I am glad you agree..

They basically took over like always and quite frankly, I'm sick of it.

You can't plan an activity everyone else will do because SS12 will make it miserable if it's not what he wants.. he's a jerk. Hate to put it like that, but it's true. Board games suck with him - especially if he isn't winning. Making a dessert - forget it, he will ruin that too. We tried to do Christmas cookies one year and he was a complete ass because of sprinkles or something dumb.. I can't remember exactly because it was so stupid..

Starla's picture

I really agree with Rising. Now in your case bc of the last two times, I'd let your daughter pick the next movie out. At my place we take turns picking out a movie for movie night as long as its something everyone can watch.

stepmomsoon's picture

They (meaning DH and the brats) won't watch it. They call them baby or girl movies. It's such bullshit.
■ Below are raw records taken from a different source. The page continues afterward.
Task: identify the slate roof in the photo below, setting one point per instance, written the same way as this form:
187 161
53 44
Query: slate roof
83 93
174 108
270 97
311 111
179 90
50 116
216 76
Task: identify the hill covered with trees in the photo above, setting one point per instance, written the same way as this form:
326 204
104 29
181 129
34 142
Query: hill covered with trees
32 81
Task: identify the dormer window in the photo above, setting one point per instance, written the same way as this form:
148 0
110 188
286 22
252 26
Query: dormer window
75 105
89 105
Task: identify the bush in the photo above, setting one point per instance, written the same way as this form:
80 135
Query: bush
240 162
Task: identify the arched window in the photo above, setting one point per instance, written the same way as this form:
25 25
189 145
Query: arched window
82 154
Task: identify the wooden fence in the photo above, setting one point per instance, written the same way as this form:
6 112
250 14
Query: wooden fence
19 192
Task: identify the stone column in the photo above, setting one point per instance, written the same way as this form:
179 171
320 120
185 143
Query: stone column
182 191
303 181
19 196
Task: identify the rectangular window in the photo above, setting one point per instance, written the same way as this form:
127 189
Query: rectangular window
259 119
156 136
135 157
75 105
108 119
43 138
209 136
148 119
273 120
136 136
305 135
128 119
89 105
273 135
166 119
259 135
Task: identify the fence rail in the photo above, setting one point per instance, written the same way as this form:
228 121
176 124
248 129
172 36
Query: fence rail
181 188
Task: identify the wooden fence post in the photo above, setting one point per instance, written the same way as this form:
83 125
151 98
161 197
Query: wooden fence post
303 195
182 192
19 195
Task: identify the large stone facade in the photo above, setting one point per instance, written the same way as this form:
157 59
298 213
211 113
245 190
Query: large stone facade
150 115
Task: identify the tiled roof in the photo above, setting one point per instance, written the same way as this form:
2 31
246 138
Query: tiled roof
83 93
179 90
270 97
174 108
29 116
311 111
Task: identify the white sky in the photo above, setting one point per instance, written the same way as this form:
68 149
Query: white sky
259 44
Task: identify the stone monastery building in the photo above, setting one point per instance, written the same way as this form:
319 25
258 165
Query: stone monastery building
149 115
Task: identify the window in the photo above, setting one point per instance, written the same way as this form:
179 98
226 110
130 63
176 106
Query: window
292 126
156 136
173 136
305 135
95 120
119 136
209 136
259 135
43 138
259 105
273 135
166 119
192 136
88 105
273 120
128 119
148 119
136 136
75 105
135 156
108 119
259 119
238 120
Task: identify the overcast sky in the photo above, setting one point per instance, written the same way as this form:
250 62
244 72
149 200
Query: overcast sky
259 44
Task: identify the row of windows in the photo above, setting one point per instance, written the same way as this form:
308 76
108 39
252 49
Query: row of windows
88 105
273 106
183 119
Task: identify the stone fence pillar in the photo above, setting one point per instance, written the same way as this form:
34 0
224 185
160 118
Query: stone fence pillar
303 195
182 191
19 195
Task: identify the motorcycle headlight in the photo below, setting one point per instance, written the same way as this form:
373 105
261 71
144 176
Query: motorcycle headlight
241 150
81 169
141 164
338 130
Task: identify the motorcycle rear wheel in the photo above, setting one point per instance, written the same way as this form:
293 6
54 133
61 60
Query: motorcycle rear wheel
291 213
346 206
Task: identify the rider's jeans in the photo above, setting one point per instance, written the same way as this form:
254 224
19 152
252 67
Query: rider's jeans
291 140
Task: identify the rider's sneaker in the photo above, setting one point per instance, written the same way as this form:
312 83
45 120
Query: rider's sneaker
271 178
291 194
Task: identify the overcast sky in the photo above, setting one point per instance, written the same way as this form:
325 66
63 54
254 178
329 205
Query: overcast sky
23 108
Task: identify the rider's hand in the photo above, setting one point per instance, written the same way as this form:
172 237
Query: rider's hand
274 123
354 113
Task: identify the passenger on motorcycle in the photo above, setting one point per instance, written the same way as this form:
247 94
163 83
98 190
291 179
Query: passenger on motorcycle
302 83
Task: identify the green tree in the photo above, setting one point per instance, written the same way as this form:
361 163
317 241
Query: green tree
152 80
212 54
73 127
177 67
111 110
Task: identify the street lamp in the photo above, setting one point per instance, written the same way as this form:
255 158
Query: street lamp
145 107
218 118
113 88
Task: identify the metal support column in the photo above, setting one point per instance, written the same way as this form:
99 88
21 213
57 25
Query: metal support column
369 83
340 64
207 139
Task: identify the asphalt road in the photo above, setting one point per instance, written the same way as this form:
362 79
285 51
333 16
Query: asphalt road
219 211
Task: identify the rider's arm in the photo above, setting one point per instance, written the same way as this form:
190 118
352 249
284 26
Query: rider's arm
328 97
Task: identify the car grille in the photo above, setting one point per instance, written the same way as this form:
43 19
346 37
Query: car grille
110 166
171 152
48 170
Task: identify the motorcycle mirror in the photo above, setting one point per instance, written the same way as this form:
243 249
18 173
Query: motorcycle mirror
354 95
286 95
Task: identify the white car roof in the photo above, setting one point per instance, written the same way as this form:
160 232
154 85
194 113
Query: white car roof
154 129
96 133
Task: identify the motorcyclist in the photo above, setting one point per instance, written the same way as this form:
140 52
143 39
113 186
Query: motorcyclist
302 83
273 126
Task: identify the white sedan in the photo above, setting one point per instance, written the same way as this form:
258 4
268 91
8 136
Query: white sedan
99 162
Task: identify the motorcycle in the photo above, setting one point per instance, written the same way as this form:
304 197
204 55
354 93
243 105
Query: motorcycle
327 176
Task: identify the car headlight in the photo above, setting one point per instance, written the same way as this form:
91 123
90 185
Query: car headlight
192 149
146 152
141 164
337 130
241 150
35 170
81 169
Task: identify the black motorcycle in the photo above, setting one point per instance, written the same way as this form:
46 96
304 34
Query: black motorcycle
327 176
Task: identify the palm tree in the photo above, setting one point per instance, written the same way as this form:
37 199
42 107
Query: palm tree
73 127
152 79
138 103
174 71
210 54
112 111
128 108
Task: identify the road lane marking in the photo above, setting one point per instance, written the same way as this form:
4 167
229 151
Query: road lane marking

It's not like she would pick out Cinderella either, she is well aware that they are boys and don't like that stuff.. see, that's what really pisses me off - she can see their side of it, and try to adapt, but they refuse to even try to come a little to her side of things.

stepmomsoon's picture

And she has come up to their level to a point, but I'm not allowing it to a point where it compromises her innocence. I see the effects of what that has done to them and want no part of it for her.

stepmomsoon's picture

Just the opposite - we have full custody of the boys - BM gets them every other weekend.
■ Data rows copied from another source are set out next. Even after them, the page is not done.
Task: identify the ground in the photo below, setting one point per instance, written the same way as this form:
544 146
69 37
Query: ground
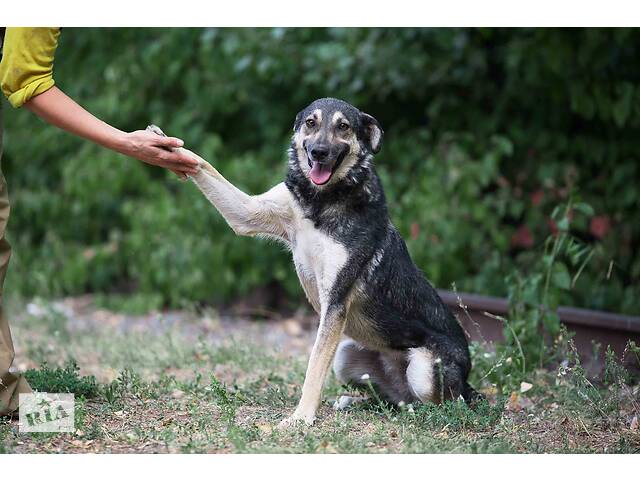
197 381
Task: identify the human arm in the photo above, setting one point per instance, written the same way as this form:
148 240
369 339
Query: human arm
56 108
26 79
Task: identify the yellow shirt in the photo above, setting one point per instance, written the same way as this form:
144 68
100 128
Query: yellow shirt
26 69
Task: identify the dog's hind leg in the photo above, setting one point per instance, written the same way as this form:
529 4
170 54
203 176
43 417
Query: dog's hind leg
434 378
363 368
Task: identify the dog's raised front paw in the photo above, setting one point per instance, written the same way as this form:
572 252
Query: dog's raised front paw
346 401
155 129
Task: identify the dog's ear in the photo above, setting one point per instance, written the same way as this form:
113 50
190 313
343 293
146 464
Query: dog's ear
296 124
372 132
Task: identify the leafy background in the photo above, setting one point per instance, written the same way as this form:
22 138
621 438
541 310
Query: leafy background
487 131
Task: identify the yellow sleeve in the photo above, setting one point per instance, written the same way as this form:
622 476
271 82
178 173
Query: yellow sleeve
26 69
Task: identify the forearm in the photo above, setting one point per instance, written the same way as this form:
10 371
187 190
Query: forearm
56 108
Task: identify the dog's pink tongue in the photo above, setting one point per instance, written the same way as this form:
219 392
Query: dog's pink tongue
320 173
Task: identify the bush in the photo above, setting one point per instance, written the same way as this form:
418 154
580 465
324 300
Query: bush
486 131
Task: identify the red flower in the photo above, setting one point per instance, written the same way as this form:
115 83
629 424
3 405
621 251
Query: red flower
600 226
536 197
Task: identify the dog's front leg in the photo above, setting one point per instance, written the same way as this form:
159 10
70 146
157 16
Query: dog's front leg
329 332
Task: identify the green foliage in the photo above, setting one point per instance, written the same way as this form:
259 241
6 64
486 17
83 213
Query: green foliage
62 380
486 131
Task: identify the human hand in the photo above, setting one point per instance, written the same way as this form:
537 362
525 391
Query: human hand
153 149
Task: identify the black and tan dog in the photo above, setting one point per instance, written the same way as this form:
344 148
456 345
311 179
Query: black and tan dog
352 263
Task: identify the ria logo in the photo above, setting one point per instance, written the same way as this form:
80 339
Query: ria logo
46 412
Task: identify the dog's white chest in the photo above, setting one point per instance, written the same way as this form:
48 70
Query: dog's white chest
318 259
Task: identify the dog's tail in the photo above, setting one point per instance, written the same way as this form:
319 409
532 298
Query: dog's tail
472 396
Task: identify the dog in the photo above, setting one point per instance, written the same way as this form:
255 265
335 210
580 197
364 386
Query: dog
353 265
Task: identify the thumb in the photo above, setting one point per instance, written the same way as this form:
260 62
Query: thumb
171 142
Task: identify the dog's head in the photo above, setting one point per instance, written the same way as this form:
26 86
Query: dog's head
331 137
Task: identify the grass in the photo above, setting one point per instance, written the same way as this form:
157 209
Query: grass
179 382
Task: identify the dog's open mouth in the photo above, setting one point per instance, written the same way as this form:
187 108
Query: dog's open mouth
320 173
We only have my daughter 50% of the time.

One weekend all of them, the next weekend none of them.

If anything, it should be more geared towards her since she isn't here as often, but they won't see it that way as they are selfish and think the world owes them something. And I know your gut reaction is to say I just think that because they are my step kids.. no, even people biologically related to them share the same opinions of them so it's not just my jaded mean one sided view.

stepmomsoon's picture

She just turned 11.

And sorry, but I disagree with it "not being bad at all" - when I see some sleezeball telling the women in a yoga class to "hold their hands like this (like they are holding a penis and jacking off a guy) and jiggle up and down" (while the camera focuses on their boobs jiggling) - then "turn around and bend over and smack your ass"... sorry, but my daughter doesn't need to see women portrayed as porn star sex objects.. she will be exposed to that crap soon enough by her peers as a teenager, I'm sure.. no need to rush it.

MamaDuck's picture

Haha, sometimes I put kiddy movies on for the kids, but then SO walks in and I'm the only one left sitting there watching it lol

MamaDuck's picture

OMG, lucky you took your DD out of the room when you did during the Internship, there's a rather lengthy titty scene at a strip bar, dry humping and all lol tis a hilarious movie, but I for one, as a parent would never watch a movie like that with my kids until they are ADULTS, NOT teens! 12 & 14 are still too young for that movie, IMHO.

It's incredibly disrespectful of your DH and SK's to turn 'family movie night' into something that makes you and the younger kid uncomfortable and excluded Sad If the 12 and 14yo are no longer into family movies appropriate for the youngest kid, maybe your BD can pick something, you guys watch that first and then the SK's can stay up and watch a movie of their choosing??

luchay's picture

Yes, we pick based on what is appropriate for my youngest (turned 8 last week) MY skids also have been exposed to much older content that I would allow, both sd13 and ss10 have seen R rated movies, and watch stuff that when I hear makes my jaw drop.

I do put my foot down and say no.

On the plus side my skids and OH are all happy to sit and watch kid movies as well, and we do watch some teen and even things like Grease, I just take care with the picking.

We also watch a lot of 80's movies and TV shows - the kids love them.